As alterações climáticas matam!

Por Carmo Rodeia


A frase é explosiva e por isso tem o ponto de exclamação, para lhe dar ainda maior enfâse. Foi proferida ontem pelo Presidente do Governo espanhol, Pedro Sanchéz.
Além de verdadeira é elucidativa de como reagimos, e de como fazemos a leitura da realidade, quando a tragédia nos bate à porta.
A Espanha, tal como Portugal e França e tantos outros lugares, está a arder. O chefe do Governo espanhol não se coibiu de ligar os incêndios às alterações climáticas.
Há muito que o mundo “arde” e não são apenas os incêndios que o destrói.

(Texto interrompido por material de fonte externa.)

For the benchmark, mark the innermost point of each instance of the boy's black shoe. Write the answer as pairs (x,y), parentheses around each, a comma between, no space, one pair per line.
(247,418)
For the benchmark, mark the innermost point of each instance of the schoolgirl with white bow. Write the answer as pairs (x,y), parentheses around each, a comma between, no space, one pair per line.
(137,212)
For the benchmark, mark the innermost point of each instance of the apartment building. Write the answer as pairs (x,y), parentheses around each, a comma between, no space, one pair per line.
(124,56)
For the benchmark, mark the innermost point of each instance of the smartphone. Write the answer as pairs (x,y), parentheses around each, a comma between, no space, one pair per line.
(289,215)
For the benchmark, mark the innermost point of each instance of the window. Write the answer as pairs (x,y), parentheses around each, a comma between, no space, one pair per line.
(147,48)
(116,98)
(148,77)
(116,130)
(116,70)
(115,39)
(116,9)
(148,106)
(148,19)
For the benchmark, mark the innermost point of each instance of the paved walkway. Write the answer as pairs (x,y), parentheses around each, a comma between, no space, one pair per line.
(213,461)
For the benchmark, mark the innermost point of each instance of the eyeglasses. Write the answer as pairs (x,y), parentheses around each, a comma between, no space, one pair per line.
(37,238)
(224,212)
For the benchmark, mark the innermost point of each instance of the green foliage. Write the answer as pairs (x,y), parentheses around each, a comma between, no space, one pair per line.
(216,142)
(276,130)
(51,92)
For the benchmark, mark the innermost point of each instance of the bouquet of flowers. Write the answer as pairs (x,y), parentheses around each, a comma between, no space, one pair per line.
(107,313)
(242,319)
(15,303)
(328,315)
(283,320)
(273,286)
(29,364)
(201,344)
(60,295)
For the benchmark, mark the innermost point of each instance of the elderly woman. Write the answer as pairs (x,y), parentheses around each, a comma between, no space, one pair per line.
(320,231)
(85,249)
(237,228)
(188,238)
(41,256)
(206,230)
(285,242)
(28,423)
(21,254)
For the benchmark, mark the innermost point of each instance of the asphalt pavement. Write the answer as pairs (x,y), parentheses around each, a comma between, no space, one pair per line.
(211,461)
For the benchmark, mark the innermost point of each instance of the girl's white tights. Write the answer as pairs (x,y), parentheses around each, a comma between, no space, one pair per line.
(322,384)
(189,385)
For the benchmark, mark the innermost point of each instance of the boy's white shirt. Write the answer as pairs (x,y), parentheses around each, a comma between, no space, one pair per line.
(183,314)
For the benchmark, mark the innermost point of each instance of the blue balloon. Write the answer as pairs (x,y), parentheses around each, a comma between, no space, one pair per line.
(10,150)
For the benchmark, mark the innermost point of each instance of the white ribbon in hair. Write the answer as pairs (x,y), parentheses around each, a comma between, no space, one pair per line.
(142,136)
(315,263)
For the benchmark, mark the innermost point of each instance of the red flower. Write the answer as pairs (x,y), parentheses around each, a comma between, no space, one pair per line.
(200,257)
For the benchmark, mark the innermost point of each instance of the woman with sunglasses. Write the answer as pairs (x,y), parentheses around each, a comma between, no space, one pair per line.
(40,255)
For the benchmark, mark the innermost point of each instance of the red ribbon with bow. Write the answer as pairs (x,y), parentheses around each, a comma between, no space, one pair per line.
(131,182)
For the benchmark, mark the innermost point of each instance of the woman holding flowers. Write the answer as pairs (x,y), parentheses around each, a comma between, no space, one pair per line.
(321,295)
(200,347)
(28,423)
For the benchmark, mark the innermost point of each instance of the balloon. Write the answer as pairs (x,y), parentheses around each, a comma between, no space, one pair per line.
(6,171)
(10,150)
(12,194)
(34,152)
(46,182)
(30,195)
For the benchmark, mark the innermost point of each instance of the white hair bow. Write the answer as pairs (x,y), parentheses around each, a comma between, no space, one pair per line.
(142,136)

“Metade da humanidade está em zonas de perigo de inundações, secas, tempestades extremas e incêndios. Nenhuma nação está imune”, alerta por seu lado o Secretário Geral das Nações Unidas, António Guterres. E, acrescenta: “continuamos a alimentar. Nossa adição de combustíveis fósseis. Não temos escolha. Acção coletiva ou suicídio coletivo. Está nas nossas mãos”.
Sempre esteve, digo eu…
Dois artigos científicos do Instituto do Mar e da Atmosfera(IPMA) indicam que a mudança do clima vai provocar impacto na Região Autónoma dos Açores: um aumento da temperatura média e uma diminuição da precipitação. De resto, nos últimos trinta anos o aquecimento global fez subir as temperatura cerca de um grau em relação aos últimos 70 anos, diz o IPMA. As previsões, tanto quanto é possível antecipá-las garantem que até meados deste século este aumento possa ainda ser agravado em 3 a 4 graus celsius, registando-se também um aumento da amplitude térmica. Já no que toca à precipitação, importa referir que as projecções apontam para uma diminuição drástica do índice de precipitação no final da Primavera e durante todo o Verão e um ligeiro aumento no final do Inverno, por muito que isso nos custe a acreditar pois o tempo que se tem feito sentir em todas as ilhas mostra que o verão tarda em chegar.
Desde 2016, avançam os estudos citados, a concentração de dióxido de carbono na atmosfera aumentou dramaticamente. Estas alterações, segundo os especialistas têm impacto na produção de energias renováveis, como a geotérmica e a eólica, com consequências no fornecimento às populações. Portanto, ninguém está a salvo, como diz o Secretário Geral da ONU.
Na verdade nunca ninguém esteve. Mas quando afectava os outros, sobretudos os mais pobres, sem acesso aos holofotes das notícias, fazíamos acordos, e bem, mas se não os cumpríssemos também não nos pesava a consciência. Agora que o problema está à porta da nossa rua, a atenção é outra.
No ano passado, em novembro, o Papa desafiou os participantes na COP26, que decorria em Glasgow, Escócia, a agir imediatamente para cumprir os compromissos assumidos no combate às alterações climáticas, sublinhando que não havia tempo a perder.
“ Muitos dos nossos irmãos e irmãs estão a sofrer com esta crise climática. As vidas de inúmeras pessoas, especialmente as mais vulneráveis, têm sentido os seus efeitos cada vez mais frequentes e devastadores”referia Francisco, acrescentando: “Devemos ser honestos: isto não pode continuar assim!”.
A mensagem falava na “tarefa vital” de enfrentar as alterações climáticas, no contexto do combate à pandemia de Covid-19, que exigia, segundo o pontífice, uma “profunda solidariedade e cooperação fraterna” entre todos os povos.
A COP26 decorria seis anos após a Conferência de Paris, na qual se estabeleceu um Acordo que visava limitar o aumento da temperatura média global do planeta entre 1,5 e 2 graus celsius acima dos valores da época pré-industrial.
Francisco apontava à necessidade de defender a dignidade da vida humana e a saúde do planeta, numa “mudança de época”, com maior empenho dos países mais desenvolvidos.
E o que parece evidente é que estes países precisam de assumir um papel de liderança nas áreas de financiamento do clima, descarbonização no sistema económico e na vida das pessoas, na promoção de uma economia circular, apoiando os países mais vulneráveis que se procuram adaptar ao impacto das mudanças climáticas e responder às perdas e danos que estas causaram, como alertou o Papa.
Precisamos desta esperança e desta coragem. E para isso precisamos de vontade política. E, não será porque o fogo está à nossa porta. O nosso propósito terá de ter em conta o que nunca teve: os povos mais vulneráveis, de África, da América Latina e da Ásia e a “dívida ecológica” em relação aos mesmos.